Michael Levitis, the owner of a New York debt settlement company, was sentenced to nine years in prison Wednesday after pleading guilty in a fraud scheme that law enforcement officials said victimized 1,200 people with false promises of relief from credit card companies and banks.

Mission Settlement Agency committed crimes that resulted in damaged credit reports, foreclosure and sometimes bankruptcy for clients, U.S. District Judge Paul Gardephe said at a hearing in Manhattan.

Judge Gardephe also ordered Levitis, 38, to pay $2.2 million in restitution jointly with Mission Settlement, which while out of business previously was ordered to pay a $4.39 million fine.

The prosecution stemmed from the first criminal case to come from a Consumer Financial Protection Bureau referral.

Prosecutors argued that Mission Settlement - from 2009 to 2013 - touted its ability to help customers reduce their credit card and other consumer debt.

Levitis and his employees were arrested in May 2013 and charged with mail fraud, wire fraud and conspiracy in what prosecutors at the time called a four-year criminal scheme that bilked customers of money funneled to pay expenses at a nightclub, luxury car leases and credit card bills.
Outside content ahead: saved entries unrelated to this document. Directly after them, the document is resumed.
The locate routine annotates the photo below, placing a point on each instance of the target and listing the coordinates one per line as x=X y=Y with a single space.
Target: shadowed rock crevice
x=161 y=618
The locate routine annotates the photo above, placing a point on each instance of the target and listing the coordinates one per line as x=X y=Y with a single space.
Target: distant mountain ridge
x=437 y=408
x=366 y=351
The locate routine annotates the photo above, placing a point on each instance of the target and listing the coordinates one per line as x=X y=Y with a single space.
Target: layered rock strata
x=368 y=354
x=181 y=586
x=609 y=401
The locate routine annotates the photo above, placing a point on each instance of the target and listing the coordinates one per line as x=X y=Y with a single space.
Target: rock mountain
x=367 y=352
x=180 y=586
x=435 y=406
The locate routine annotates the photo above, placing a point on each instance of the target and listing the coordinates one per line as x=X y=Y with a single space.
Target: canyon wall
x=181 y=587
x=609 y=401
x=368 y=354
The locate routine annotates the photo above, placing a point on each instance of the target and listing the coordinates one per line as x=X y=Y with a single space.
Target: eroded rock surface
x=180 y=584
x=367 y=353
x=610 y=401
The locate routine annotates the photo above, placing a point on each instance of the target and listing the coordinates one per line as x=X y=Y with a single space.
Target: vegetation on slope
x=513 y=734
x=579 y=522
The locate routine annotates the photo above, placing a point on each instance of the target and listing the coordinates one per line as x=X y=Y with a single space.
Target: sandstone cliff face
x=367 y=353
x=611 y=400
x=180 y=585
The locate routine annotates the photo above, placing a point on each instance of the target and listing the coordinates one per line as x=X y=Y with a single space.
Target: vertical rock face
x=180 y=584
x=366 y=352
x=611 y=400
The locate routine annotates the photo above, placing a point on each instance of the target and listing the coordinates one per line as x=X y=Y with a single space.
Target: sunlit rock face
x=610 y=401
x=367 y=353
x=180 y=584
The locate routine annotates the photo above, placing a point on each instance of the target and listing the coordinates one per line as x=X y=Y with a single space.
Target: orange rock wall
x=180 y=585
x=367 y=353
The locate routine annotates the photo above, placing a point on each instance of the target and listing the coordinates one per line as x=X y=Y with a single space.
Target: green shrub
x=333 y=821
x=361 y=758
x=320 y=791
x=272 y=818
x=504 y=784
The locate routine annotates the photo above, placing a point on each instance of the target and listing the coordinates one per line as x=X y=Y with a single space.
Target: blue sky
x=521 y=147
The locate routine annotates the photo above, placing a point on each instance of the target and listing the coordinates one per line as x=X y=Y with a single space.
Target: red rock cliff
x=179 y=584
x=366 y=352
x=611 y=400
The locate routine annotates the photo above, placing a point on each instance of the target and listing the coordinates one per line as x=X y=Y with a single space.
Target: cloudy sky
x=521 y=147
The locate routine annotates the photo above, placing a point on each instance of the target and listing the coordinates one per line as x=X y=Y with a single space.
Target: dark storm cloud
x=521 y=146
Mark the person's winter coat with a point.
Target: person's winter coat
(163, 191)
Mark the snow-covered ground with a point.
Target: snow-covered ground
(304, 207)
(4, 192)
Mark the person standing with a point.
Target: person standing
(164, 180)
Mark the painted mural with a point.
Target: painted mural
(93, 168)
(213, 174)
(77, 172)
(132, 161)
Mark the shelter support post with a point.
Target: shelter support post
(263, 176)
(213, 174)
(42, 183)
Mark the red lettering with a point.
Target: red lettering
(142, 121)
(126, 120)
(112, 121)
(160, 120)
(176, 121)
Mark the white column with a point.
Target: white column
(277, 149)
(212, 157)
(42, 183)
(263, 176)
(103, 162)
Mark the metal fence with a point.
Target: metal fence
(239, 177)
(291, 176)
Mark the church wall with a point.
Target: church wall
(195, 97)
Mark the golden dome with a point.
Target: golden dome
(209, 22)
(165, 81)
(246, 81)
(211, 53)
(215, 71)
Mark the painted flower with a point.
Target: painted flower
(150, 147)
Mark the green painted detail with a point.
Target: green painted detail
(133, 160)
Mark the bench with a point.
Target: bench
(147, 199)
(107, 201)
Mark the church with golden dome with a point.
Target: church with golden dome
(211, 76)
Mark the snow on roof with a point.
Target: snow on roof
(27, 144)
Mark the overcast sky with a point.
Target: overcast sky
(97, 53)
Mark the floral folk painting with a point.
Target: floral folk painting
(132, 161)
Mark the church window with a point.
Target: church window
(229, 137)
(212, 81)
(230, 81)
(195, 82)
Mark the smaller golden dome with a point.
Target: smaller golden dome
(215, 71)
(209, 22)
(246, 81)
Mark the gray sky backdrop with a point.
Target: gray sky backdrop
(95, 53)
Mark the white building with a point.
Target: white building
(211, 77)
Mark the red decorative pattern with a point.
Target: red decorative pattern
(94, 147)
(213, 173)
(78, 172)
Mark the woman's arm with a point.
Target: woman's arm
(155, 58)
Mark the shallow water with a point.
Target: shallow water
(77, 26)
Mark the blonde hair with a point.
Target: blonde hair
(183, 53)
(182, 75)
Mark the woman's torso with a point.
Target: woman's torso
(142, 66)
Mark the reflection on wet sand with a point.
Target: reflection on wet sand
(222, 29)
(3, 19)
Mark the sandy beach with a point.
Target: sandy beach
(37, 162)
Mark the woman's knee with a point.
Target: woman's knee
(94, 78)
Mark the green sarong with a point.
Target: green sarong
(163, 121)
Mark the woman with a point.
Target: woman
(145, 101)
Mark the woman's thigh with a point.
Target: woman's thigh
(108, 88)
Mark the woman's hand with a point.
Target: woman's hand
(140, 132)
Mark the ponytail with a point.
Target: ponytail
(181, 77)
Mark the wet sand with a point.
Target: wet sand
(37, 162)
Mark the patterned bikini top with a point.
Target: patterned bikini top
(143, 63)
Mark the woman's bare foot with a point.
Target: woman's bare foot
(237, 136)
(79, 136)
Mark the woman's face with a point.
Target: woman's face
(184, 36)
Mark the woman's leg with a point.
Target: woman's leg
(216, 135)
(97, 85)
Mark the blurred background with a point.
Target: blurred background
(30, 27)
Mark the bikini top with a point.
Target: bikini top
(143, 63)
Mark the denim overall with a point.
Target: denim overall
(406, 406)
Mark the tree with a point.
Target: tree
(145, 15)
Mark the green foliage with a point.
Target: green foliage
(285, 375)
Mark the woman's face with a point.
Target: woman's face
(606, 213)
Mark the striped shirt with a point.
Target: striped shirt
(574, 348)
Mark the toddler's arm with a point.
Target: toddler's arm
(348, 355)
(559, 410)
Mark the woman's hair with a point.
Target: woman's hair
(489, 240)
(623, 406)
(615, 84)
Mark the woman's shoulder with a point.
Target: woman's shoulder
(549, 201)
Levitis pleaded guilty in April.

Mission Settlement's scheme took in nearly $2.2 million in fees from consumers nationwide, without paying anything to creditors, prosecutors said.

Five other Mission employees have pleaded guilty and await sentencing.

In a separate case, Levitis was sentenced in 2011 to three years of probation and fined $15,000 for lying to federal agents during an investigation into former New York State Senator Carl Kruger, who pleaded guilty to corruption charges in 2011.

Levitis at his latest sentencing said he apologized to his customers for his "terrible crimes."

"I promise I will work the rest of my life to repay you," he said.

Manhattan U.S. Attorney Preet Bharara said his office is looking to build more cases in the consumer debt arena. On Tuesday, he announced another prosecution stemming from a CFPB referral involving Georgia debt collection firm Williams Scott & Associates LLC.